Der Postillon
- Type: Parody news organization
- Format: Website
- Owner: Stefan Sichermann
- Founder: Stefan Sichermann
- Editor: Stefan Sichermann
- Founded: 2008
- Country: Germany
- Website: der-postillon.com

= Der Postillon =

German satirical website

Der Postillon is a German website, run by Stefan Sichermann featuring satirical articles reporting on international, national, and local news in newspaper and TV format. In October 2015, the Postillon had more than 14 million visitors. Der Postillon also appears as an English version titled "The Postillon".

== Background ==
Stefan Sichermann, a PR expert, started the page 2008 as a hobby. Until 2011 he continued working for a PR agency. The Onion was one of the inspirations for the website. However the website itself claims a continuous history since October 1845. The name Postillon refers to French postilion and is used in the German language in traditional or literary circumstances.

After a satirical article about the closure of film-piracy-page Kino.to went viral on Facebook and Twitter, Postillon received a much broader audience. In the meantime, Sichermann started to run the page professionally, hired some assistants and financed the emissions via advertisements, a shop and flattr donations. The social media impact of Postillon is higher than that of many official newsportals, such as Focus Online, Süddeutsche.de and Frankfurter Allgemeine.

== Scoops ==
Shortly after the death of Steve Jobs, the Postillon speculated about the technical features of the tech-guru's coffin and the inscription buried in my iTomb. Angry comments of readers containing the phrase „ein Leser weniger“ (one reader fewer) gained notoriety as a running gag among the reader community. Fans of Felix Baumgartner got angry about a Postillon entry claiming the record jump was declared invalid, since the Austrian crossed a foul line before the start signal.

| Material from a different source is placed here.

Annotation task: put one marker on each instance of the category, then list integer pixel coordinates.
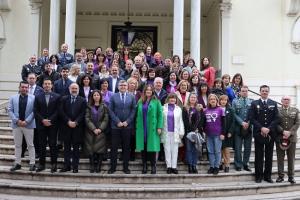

In 2012 German TV host Dieter Moor used a satirical notion about the delays at Berlin Brandenburg Airport without reference to the origin. The Postillon had implied, the ongoing delays would require to introduce a new form of German future tense. Various media asked Moor to apologize and to mention the joke's origin. Moor acted accordingly.

Breaking, not yet officially confirmed news of Ronald Pofalla's change from politician to the executive at the railroad operator Deutsche Bahn were accompanied by a backdated, but otherwise correct Postillon post. As Postillon parody posts are often mistaken for real on social media, this did result in confusion among editorial offices and the general public. As a follow-up, Postillon's editor Stefan Sichermann criticized media for being less trust-worthy than Postillon.

Postillon claimed a landlord offering shots for each guest and German goal during Brazil v Germany (2014 FIFA World Cup) had faced ruin. The article was spread and quoted on various Russian news outlets as a true story including TV broadcaster Russia-24.

==Awards==
- 2010 Deutsche Welle award The BOBs as Best Weblog German.
- 2013 Grimme Online Award

==Content and further publications==
Postillon provides classical news, a newsticker, commentaries, advice columns, opinion editorials and fake surveys. In 2012 the Postillon published various articles in form of a book. Also in 2012 the first fake TV emissions followed on YouTube. Further videos are published in a cooperation with Yahoo and some have been run on German Broadcaster NDR.